Yang dimaksud dengan durasi adalah suatu jenis unsure suprasegmental yang ditandai oleh panjang pendeknya waktu yang diperlukan untuk mengucapkan sebuag segmen.

Dalam tutur, segmen-segmen dalam kata / tinggi / yaitu / ting / dan / gi / masing-masingnya dapat diucapkan dalam waktu yang sama, tetapi dapat terjadi bahwa seorang pembicara dapat mengucapkan segmen / ting / lebih lama dari segmen / gi / atau sebaliknya. Misalnya:

/ ti . . ng-gi sekali / atau

/ ting-gi . . sekali /

Dalam hal yang pertama /i/ dari segmen / ting / diucapkan lebih lama, sedangkan dalam hal yang kedua /i/ dari segmen / gi / diucapkan lebih lama.

b. Durasi yang Distingtif dan Non-distingtif

Pada umumnya durasi pada bahasa-bahasa di dunia tidak bersifat distingtif dalam bidang kata. Tetapi ada beberapa bahasa yang memiliki durasi distingtif, misalnya bahasa Sansekerta. Durasi distingtif dalam bidang kata biasanya dinyatakan oleh adanya vokal pendek dan vokal panjang dalam bahasa itu. Dalam bahasa Sansekerta misalnya:

     bhara (ajektif) = yang mengandung, yang menganugerahkan 
     bhara (nomina) = muatan, beban 
     bala (nomina) = kekuatan, pasukan 
     bala (ajektif) = muda 
     bala (nomina) = anak 
     dina (nomina) = hari  
     dina (ajektif) = hina 

Bahasa Indonesia tidak memiliki durasi dalam bidang kata.

c. Durasi dalam Kalimat

Seperti yang telah dikatakan di atas, durasi dalam bidang kata tidak terdapat dalam bahasa Indonesia. Namun dalam bidang kalimat terdapat durasi yang distingtif. Sebuah segmen dalam sebuah kalimat dapat diucapkan dalam waktu yang relatif lebih lama dari segmen-segmen lain dalam kalimat, untuk menekan segmen itu. Misalnya:

      / pakaian yang dipakainya itu maha . . l sekali / 

Atau apabila seorang lagi berpidato atau berbicara akan mengucapkan bagian tertentu dari pidatonya, entah berwujud klausa, kalimat, atau rangkaian kalimat-kalimat, dalam waktu yang lebih lambat dari bagian-bagian lainnya. Dan dalam banyak hal cara ini sering digunakan. Bagian yang tidak penting diucapkan cepat-cepat, sementara bagian yang penting diucapkan lambat-lambat.

4. Kesenyapan

Kesenyapan

Kesenyapan merupakan suatu proses yang terjadi selama berlangsungnya suatu tutur atau suatu arus-ujaran, yang memutuskan arus-ujaran yang tengah berlangsung . Oleh karena itu kesenyapan selalu berada dalam bidang tutur, minimal dalam bidang kalimat.

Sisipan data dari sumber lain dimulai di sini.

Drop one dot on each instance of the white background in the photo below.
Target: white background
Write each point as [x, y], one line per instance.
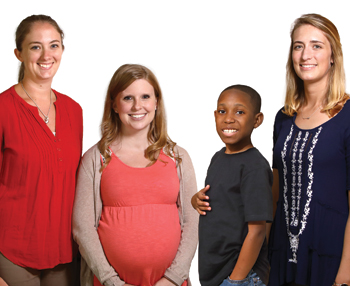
[195, 48]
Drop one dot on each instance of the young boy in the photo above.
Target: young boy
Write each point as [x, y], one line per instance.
[232, 245]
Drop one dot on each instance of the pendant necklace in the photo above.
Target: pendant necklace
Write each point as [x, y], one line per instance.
[46, 117]
[311, 114]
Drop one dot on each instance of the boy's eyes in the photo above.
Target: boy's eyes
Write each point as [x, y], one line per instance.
[221, 111]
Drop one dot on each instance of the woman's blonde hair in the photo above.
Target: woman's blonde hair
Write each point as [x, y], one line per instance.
[295, 95]
[111, 123]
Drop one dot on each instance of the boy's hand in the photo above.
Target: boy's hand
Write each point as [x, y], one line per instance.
[198, 202]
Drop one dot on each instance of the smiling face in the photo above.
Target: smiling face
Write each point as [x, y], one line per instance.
[136, 107]
[41, 52]
[235, 120]
[312, 55]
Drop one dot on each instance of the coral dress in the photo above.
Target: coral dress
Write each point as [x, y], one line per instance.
[139, 227]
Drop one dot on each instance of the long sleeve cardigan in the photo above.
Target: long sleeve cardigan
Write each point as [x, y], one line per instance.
[87, 212]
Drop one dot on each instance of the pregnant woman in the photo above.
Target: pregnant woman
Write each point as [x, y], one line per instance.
[132, 215]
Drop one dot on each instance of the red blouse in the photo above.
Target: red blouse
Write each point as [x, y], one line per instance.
[37, 180]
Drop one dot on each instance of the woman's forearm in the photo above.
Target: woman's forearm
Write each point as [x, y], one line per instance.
[343, 275]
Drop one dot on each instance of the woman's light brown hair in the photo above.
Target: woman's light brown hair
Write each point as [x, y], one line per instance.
[23, 30]
[111, 123]
[335, 95]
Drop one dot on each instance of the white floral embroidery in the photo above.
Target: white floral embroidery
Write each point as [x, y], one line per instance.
[294, 210]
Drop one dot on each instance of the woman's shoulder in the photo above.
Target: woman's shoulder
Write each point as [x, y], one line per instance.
[181, 151]
[6, 94]
[68, 101]
[91, 153]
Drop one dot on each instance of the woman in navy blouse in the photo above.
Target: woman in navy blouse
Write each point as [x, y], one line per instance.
[310, 237]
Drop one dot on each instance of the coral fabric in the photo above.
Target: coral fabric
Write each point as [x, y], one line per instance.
[139, 227]
[37, 181]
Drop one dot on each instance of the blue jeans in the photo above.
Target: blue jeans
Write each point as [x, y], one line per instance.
[251, 280]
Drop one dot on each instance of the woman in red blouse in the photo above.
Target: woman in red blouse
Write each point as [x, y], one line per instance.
[41, 144]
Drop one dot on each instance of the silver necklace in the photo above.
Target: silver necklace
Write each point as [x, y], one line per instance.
[46, 117]
[318, 108]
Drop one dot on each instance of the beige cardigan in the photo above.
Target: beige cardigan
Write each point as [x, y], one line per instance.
[87, 212]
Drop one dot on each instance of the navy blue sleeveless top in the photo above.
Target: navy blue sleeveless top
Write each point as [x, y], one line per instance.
[314, 178]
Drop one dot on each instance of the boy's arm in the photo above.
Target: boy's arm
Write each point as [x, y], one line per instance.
[275, 195]
[250, 250]
[199, 201]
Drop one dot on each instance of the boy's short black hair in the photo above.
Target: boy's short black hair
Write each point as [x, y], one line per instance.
[254, 95]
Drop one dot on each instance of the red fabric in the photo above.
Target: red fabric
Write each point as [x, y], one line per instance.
[37, 181]
[139, 227]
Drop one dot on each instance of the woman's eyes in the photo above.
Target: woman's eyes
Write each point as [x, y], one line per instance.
[130, 97]
[299, 47]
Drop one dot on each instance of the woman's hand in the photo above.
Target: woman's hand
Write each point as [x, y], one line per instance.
[198, 202]
[164, 282]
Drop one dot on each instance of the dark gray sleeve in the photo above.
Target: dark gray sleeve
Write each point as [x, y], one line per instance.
[256, 194]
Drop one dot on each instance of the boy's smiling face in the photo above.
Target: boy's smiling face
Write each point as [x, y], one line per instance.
[235, 119]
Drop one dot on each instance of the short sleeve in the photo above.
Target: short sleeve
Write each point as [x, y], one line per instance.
[256, 194]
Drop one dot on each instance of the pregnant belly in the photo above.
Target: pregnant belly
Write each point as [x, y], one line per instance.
[140, 242]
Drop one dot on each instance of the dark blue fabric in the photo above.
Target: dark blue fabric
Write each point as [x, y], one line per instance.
[316, 162]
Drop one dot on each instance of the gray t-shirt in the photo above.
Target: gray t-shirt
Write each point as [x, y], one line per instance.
[240, 192]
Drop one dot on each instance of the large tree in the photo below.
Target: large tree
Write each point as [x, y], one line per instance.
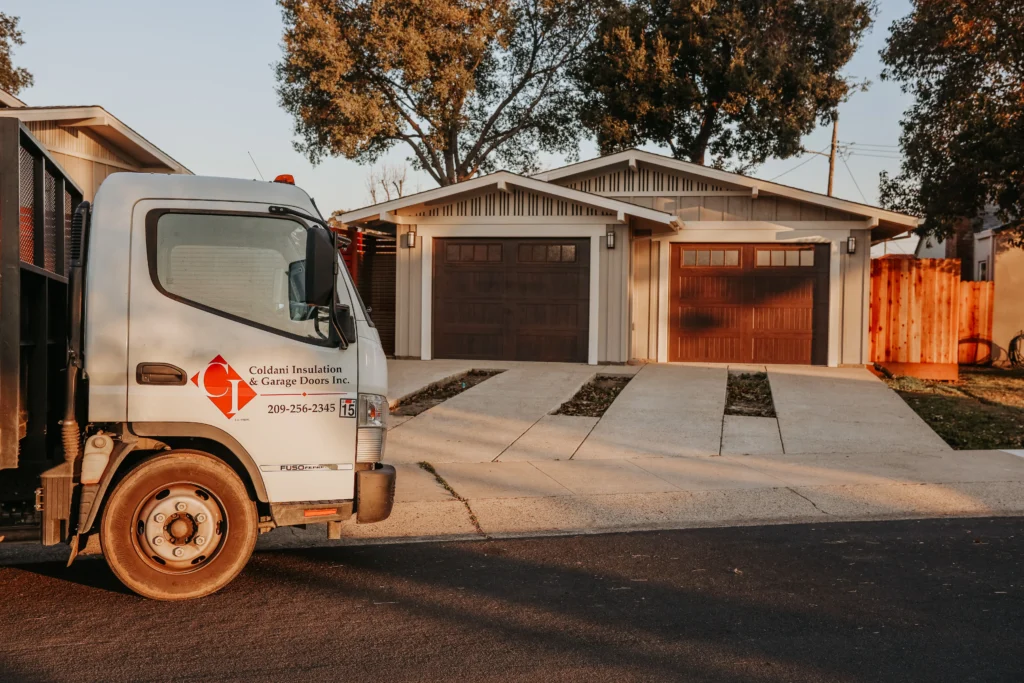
[12, 79]
[734, 80]
[465, 85]
[963, 138]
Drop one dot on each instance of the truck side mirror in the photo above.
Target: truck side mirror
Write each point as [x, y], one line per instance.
[321, 258]
[346, 322]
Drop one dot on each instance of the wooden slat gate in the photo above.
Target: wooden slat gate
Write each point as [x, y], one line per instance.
[925, 321]
[976, 323]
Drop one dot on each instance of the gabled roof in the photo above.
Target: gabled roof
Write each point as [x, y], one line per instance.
[633, 157]
[504, 180]
[7, 99]
[107, 126]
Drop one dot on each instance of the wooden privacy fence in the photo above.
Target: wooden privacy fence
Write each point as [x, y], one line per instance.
[925, 321]
[976, 323]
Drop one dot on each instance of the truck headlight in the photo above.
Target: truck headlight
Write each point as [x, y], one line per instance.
[373, 411]
[372, 428]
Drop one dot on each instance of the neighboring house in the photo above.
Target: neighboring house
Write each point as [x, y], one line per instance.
[988, 255]
[89, 142]
[634, 256]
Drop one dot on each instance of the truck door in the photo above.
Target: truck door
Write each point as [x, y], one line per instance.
[219, 338]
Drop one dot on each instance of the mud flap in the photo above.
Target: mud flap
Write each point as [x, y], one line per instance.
[374, 494]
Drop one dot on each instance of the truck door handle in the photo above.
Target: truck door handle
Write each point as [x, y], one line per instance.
[160, 373]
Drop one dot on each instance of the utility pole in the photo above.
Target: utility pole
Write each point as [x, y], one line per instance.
[832, 157]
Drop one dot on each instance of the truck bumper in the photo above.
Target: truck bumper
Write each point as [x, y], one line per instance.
[374, 494]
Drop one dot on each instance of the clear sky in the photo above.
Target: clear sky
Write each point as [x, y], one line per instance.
[197, 80]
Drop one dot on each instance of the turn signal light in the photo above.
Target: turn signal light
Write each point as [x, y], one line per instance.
[323, 512]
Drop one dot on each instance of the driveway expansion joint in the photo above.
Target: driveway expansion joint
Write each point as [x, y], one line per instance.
[440, 480]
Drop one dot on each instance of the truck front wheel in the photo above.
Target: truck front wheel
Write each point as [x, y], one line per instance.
[179, 525]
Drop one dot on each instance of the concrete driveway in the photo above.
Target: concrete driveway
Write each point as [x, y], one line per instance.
[666, 411]
[665, 456]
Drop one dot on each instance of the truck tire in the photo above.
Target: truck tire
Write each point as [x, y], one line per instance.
[179, 525]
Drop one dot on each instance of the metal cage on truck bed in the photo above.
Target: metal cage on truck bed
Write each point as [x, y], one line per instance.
[37, 201]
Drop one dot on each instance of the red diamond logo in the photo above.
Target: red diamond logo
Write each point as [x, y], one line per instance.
[223, 386]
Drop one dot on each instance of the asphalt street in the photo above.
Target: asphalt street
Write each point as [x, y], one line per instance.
[936, 600]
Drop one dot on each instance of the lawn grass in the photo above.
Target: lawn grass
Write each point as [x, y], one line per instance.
[984, 410]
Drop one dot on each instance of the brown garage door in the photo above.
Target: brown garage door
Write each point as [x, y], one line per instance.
[749, 303]
[511, 299]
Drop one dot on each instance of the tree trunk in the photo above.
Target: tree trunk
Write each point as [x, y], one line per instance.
[698, 151]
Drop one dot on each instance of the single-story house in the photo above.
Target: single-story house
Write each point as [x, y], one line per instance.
[988, 255]
[633, 256]
[89, 142]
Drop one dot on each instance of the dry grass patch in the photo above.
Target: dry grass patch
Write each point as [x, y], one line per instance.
[429, 396]
[749, 394]
[595, 396]
[984, 410]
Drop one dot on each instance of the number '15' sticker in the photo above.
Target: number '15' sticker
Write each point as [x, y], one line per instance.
[347, 408]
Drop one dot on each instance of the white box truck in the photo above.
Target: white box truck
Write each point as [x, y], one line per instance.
[183, 365]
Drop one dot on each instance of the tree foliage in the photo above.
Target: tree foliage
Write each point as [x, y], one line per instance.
[464, 84]
[963, 138]
[741, 80]
[12, 79]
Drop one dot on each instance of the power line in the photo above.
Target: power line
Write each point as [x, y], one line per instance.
[852, 177]
[254, 164]
[806, 161]
[868, 144]
[861, 154]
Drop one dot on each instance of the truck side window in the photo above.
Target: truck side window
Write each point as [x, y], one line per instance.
[250, 267]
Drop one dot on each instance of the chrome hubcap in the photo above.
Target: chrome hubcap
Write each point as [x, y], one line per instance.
[179, 527]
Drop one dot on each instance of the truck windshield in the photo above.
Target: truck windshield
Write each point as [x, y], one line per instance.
[248, 267]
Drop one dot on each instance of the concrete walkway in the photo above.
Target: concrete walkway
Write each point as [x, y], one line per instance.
[665, 411]
[479, 424]
[845, 410]
[583, 497]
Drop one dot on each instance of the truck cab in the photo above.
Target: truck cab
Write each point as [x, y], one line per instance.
[223, 379]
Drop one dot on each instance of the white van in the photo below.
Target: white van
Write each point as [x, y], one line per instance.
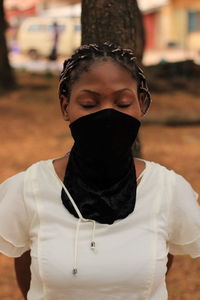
[35, 35]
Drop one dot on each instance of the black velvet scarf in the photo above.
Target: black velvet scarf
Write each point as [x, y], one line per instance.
[100, 174]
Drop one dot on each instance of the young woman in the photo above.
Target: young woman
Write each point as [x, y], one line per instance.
[98, 222]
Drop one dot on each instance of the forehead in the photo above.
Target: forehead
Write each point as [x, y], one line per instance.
[105, 73]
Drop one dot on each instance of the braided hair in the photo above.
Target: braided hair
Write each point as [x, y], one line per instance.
[86, 55]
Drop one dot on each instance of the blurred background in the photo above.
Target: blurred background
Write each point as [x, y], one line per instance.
[40, 34]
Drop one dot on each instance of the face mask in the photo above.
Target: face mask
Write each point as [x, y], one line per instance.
[100, 174]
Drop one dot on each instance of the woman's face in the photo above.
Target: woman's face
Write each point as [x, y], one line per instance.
[105, 85]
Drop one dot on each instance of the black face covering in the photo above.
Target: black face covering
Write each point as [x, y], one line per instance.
[100, 174]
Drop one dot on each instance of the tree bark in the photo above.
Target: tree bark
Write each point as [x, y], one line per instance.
[117, 21]
[7, 80]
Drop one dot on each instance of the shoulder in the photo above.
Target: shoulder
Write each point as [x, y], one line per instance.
[18, 179]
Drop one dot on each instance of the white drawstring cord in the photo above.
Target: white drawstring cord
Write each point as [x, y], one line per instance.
[92, 245]
[81, 219]
[75, 270]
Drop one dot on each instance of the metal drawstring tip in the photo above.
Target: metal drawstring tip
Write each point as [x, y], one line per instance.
[92, 245]
[74, 271]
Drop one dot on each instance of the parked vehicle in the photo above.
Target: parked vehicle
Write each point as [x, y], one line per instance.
[35, 35]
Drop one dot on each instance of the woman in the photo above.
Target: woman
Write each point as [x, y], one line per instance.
[99, 223]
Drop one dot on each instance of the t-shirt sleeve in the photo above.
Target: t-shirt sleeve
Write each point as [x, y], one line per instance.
[184, 220]
[14, 221]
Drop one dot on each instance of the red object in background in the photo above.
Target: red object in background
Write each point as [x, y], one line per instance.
[31, 11]
[149, 25]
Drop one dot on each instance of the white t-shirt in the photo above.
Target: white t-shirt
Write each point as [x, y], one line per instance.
[131, 254]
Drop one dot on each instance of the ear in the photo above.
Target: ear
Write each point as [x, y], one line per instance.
[64, 103]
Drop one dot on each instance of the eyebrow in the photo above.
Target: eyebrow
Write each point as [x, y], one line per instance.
[116, 92]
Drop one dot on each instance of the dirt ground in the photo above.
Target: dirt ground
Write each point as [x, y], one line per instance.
[32, 129]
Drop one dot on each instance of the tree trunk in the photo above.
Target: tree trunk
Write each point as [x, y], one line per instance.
[7, 80]
[117, 21]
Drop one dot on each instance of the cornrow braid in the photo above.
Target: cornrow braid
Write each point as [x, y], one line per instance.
[86, 55]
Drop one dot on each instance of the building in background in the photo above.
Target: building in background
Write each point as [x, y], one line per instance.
[170, 25]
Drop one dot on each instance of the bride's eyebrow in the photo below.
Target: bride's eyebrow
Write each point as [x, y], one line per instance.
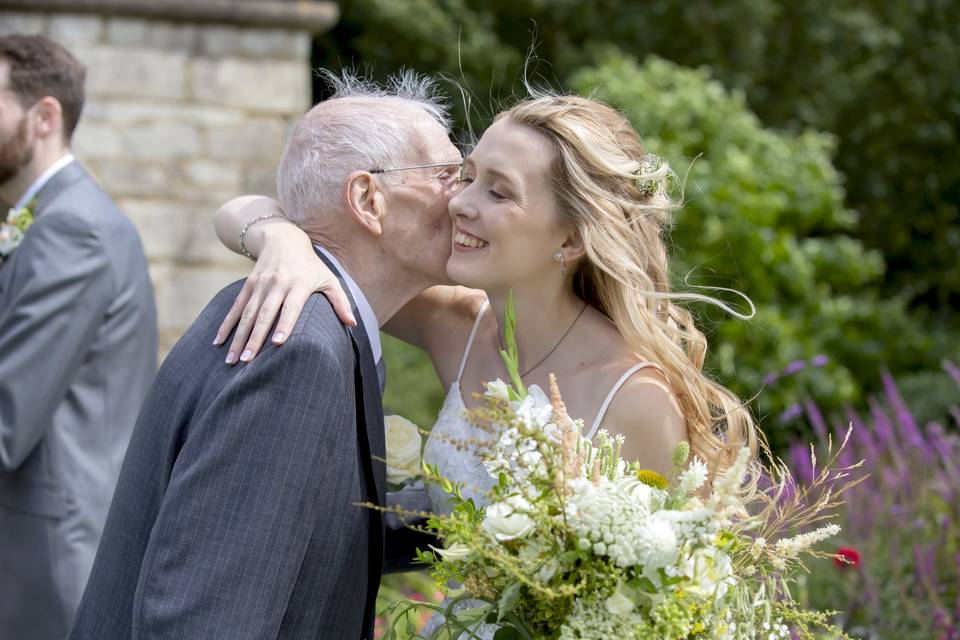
[496, 173]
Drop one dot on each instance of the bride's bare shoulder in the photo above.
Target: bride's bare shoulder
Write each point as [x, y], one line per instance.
[647, 412]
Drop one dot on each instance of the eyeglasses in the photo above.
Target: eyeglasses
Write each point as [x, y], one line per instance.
[419, 166]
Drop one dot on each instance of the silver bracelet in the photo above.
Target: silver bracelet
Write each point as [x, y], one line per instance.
[250, 223]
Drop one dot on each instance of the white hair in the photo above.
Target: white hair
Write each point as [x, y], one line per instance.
[329, 143]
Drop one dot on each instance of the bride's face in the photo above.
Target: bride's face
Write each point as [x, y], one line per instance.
[505, 217]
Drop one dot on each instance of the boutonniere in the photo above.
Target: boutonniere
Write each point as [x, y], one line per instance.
[14, 227]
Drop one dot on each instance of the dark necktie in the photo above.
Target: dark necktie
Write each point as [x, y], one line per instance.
[381, 374]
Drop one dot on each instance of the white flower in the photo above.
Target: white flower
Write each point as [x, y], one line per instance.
[693, 476]
[619, 525]
[643, 493]
[498, 389]
[508, 520]
[456, 551]
[710, 571]
[791, 547]
[534, 410]
[403, 442]
[619, 604]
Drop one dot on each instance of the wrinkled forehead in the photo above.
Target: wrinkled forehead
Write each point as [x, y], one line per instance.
[431, 140]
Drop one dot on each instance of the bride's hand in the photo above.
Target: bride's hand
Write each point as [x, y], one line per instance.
[286, 273]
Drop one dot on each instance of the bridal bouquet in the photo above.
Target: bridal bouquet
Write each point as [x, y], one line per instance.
[577, 543]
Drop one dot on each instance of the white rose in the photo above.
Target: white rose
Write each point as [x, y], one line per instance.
[620, 604]
[507, 520]
[403, 449]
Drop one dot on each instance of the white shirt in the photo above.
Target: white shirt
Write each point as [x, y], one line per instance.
[370, 323]
[40, 182]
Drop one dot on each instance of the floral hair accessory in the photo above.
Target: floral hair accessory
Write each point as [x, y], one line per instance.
[650, 165]
[14, 227]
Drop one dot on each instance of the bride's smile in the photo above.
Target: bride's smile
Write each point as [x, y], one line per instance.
[463, 241]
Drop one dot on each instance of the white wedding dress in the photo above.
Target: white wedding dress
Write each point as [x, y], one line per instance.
[462, 465]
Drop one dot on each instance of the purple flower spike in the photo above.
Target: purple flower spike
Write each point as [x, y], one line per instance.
[911, 432]
[882, 426]
[816, 420]
[794, 367]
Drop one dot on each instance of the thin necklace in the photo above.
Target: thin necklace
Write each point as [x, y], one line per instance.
[549, 353]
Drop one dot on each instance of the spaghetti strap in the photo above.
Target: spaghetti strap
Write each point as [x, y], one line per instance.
[473, 333]
[606, 403]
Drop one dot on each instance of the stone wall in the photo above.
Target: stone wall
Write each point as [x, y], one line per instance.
[180, 117]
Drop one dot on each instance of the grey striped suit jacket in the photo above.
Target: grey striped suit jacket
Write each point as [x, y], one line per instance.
[235, 515]
[78, 351]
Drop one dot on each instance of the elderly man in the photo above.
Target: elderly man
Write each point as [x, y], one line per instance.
[237, 510]
[78, 343]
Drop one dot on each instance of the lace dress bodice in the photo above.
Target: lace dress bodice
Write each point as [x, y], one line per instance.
[454, 445]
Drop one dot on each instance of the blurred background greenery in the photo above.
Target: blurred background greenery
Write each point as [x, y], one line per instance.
[826, 184]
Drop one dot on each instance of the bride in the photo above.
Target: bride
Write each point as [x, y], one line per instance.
[561, 204]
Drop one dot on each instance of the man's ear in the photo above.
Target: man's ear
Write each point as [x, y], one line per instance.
[573, 248]
[366, 201]
[48, 117]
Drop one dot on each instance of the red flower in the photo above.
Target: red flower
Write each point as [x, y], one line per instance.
[847, 557]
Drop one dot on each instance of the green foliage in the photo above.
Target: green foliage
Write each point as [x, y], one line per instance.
[880, 75]
[834, 235]
[764, 214]
[413, 390]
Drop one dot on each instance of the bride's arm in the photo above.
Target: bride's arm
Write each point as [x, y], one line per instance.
[646, 412]
[288, 271]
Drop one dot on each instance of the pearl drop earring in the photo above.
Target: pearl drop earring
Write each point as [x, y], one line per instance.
[558, 256]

Ada kesenyapan yang bersifat sementara atau berlangsung sesaat saja, yang menunjukkan bahwa tutur itu masih akan dilanjutkan. Ada pula perhentian yang sifatnya lebih lama, yang biasanya diikuti oleh suara yang menurun yang menyatakan bahwa tutur atau bagiab dari tutur itu telah mencapai kebulatan.

Kesenyapan jenis pertama disebut kesenyapan antara atau kesenyapan non-final atau jeda . Kesenyapan ini biasanya dilambangkan dengan tanda koma (,). Sedangkan kesenyapan yang kedua disebut kesenyapan akhir atau kesenyapan final . Kesenyapan ini biasanya dilambangkan dengan tanda titik (.) atau titik koma (;) bila suaranya merendah, dan akan dilambangkan dengan tanda tanya (?) jika intonasi merendah, dan kan dilambangkan dengan tanda seru (!) jika intonasinya lebih keras kedengaran dengan suara yang menurun.